Our neighbors on the Peregrine Traverse

Next, the “Terrible Traverse,” which I re-named the “Terrific Traverse” after climbing it. Perhaps the loose stuff had dislodged since the first ascent. I thought it was thin, but quite interesting and enjoyable. Very well-protected, too.

Linda climbs the Terrific Traverse (p5)

After that, I simply played connect-the-dots with the bolts over varied terrain. Some awkward moves at the bottom gave way to enjoyable movement later up the pitch. I carried just enough alpine draws to clip all the bolts before the anchor. On the following pitch, the hardest part was getting through the PG sections where it felt especially runout, given the bolt spacing on the rest of the route. Near the top, I went right around a little rock spine, then cut left to reach the anchors. As a result I had horrific rope drag bringing my partner up. As far as I could tell, that’s how the route went, so I’m not sure what I could have done differently to avert the rope drag.

The final pitch was the weirdest and least enjoyable: a short, leaning rappel to a narrow ridge with a big drop below, followed by a traverse around a blind corner and up into a gully leading to the top.
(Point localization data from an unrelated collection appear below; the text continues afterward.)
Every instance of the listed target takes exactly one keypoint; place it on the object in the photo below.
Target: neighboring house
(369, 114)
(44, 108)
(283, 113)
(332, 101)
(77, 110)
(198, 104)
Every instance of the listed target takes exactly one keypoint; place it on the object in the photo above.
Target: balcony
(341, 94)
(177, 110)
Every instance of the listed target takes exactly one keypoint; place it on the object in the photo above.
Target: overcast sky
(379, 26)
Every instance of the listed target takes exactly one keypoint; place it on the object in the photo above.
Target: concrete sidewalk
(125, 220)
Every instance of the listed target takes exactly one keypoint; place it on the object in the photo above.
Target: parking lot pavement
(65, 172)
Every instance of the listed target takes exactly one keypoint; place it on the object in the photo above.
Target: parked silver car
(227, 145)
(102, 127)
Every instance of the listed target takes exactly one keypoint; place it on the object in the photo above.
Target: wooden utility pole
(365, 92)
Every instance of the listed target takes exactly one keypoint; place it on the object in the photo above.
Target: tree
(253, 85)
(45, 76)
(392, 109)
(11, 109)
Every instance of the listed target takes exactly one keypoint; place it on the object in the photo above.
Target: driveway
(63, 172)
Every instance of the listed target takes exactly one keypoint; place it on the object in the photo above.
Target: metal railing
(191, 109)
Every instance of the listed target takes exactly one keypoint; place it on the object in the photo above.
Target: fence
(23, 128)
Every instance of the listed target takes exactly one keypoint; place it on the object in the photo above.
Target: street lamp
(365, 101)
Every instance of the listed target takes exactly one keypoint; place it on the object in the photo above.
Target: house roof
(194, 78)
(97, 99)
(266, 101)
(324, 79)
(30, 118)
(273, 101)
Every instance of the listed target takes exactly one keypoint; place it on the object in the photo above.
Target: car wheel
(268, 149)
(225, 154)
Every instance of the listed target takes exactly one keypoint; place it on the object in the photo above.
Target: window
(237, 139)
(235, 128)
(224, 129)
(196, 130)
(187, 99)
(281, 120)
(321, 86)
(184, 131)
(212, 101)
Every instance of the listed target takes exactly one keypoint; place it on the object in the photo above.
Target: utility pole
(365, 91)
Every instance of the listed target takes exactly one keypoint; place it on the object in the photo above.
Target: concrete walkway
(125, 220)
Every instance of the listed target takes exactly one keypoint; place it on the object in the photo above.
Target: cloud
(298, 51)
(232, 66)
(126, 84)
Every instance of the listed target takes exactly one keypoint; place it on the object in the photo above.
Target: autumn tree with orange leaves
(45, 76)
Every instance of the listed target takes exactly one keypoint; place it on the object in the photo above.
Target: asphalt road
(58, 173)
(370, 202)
All the descriptions we read of this last bit described a scramble but we clipped into a set of bolt hangers and belayed that last bit up to the lookout.

Coming up the last vertical pitch

All in all this was a fun, adventure climb. Despite the gloomy weather, the rock was perfectly climbable and there was enough visibility to feel safe proceeding. Kudos to the efforts of the FA team who put this up! The only drawback is that Acker Rock is far enough away from anywhere that I can’t see myself getting back there anytime soon. Now it’s your turn. Get out and enjoy.